Signs of deflation in China are only transitory, an adviser to the country’s central bank said despite a worsening drop of consumer prices.
“On the issue of deflation, we can only say that China is seeing a little bit of signs of that, and I think it’s temporary,” said Wang Yiming, a member of the People’s Bank of China’s monetary policy committee, at the Caixin summit in Beijing on Friday. “It’s not yet deflation in a strict sense.”
The comments are in line with the central bank’s effort this year to downplay fears over a sustained decline in the general price level, which could damage household spending and hurt business confidence.
Consumer prices fell 0.2% year-on-year in October after teetering near contraction in the past few months, official data showed Thursday. China’s gross domestic product deflator — the broadest measure of prices in the economy — was negative for two consecutive quarters.
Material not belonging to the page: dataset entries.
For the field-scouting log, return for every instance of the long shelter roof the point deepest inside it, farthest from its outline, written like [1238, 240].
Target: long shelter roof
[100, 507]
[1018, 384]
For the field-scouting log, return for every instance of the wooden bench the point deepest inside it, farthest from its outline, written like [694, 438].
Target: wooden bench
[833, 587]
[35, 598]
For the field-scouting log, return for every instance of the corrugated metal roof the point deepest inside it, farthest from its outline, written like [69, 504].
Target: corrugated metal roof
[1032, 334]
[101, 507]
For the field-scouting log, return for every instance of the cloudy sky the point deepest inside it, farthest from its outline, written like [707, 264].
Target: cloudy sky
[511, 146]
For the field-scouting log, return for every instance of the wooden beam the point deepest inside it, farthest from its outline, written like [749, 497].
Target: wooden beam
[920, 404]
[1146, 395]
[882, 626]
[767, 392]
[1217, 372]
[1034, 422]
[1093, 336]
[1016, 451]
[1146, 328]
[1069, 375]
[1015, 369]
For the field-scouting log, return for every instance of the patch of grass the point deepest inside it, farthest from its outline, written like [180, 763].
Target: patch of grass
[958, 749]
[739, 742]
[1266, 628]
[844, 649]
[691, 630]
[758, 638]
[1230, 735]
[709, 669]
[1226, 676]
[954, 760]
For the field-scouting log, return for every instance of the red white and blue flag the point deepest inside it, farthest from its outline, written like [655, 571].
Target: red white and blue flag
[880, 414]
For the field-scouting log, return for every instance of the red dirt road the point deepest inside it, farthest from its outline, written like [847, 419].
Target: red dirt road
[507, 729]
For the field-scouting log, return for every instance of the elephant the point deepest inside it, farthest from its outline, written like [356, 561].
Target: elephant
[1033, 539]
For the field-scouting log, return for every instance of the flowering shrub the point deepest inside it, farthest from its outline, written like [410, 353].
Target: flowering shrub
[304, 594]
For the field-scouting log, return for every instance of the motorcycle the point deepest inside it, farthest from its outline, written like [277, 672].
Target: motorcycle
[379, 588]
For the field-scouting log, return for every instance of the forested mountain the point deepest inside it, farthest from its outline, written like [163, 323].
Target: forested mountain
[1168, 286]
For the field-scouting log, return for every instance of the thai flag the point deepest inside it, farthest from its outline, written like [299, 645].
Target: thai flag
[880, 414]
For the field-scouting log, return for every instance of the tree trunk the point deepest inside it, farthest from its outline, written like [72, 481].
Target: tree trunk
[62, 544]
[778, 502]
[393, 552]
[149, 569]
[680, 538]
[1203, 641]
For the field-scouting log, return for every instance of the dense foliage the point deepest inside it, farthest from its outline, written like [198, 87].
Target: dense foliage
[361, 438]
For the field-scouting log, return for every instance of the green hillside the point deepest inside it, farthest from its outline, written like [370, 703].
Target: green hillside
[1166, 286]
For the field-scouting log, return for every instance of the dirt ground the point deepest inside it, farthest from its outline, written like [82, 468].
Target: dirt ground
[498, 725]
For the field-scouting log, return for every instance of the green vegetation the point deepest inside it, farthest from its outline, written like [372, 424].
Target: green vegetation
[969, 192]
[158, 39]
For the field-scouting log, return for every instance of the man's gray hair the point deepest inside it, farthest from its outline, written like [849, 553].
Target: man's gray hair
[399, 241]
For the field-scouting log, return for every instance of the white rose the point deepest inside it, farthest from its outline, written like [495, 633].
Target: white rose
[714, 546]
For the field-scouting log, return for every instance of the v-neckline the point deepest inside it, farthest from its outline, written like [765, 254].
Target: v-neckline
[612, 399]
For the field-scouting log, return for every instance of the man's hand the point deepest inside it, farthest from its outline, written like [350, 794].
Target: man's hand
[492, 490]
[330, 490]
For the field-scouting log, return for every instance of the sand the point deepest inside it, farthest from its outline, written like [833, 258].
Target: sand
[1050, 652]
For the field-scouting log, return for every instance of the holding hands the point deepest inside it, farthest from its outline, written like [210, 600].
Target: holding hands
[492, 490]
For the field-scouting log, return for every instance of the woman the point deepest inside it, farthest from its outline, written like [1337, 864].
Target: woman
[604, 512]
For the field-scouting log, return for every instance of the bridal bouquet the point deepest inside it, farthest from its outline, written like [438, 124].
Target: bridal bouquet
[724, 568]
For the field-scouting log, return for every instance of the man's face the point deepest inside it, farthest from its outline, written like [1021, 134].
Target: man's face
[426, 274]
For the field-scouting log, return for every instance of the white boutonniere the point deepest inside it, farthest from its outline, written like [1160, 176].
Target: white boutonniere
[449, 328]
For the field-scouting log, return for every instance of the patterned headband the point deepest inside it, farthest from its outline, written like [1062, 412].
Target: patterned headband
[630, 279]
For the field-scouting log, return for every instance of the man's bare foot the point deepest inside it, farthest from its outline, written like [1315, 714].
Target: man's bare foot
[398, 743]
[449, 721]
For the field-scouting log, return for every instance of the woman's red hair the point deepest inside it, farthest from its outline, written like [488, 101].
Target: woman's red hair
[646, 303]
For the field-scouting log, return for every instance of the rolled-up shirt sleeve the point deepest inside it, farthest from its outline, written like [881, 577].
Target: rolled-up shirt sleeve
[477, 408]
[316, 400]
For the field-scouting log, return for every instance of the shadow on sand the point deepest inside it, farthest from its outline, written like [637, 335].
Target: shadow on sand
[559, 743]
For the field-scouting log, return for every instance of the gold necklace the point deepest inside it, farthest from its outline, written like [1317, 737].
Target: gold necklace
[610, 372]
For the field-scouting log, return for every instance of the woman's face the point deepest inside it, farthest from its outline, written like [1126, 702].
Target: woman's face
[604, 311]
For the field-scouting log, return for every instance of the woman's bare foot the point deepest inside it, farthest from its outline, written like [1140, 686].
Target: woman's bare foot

Wang attributed China’s sluggish prices mainly to a temporary lack of demand. He said the central bank’s money supply is still expanding instead of shrinking, as it would in a typical deflation cycle. Dismissing threats of China’s “Japanification,” Wang said the country won’t repeat Japan’s decline into stagnation in the 1990s partly because the deflation pressures are temporary.
Often reflecting shrinking consumer demand, deflation became a sensitive topic in China as the post-pandemic recovery lost steam in the second quarter, with some economists reporting being instructed not to discuss it in public.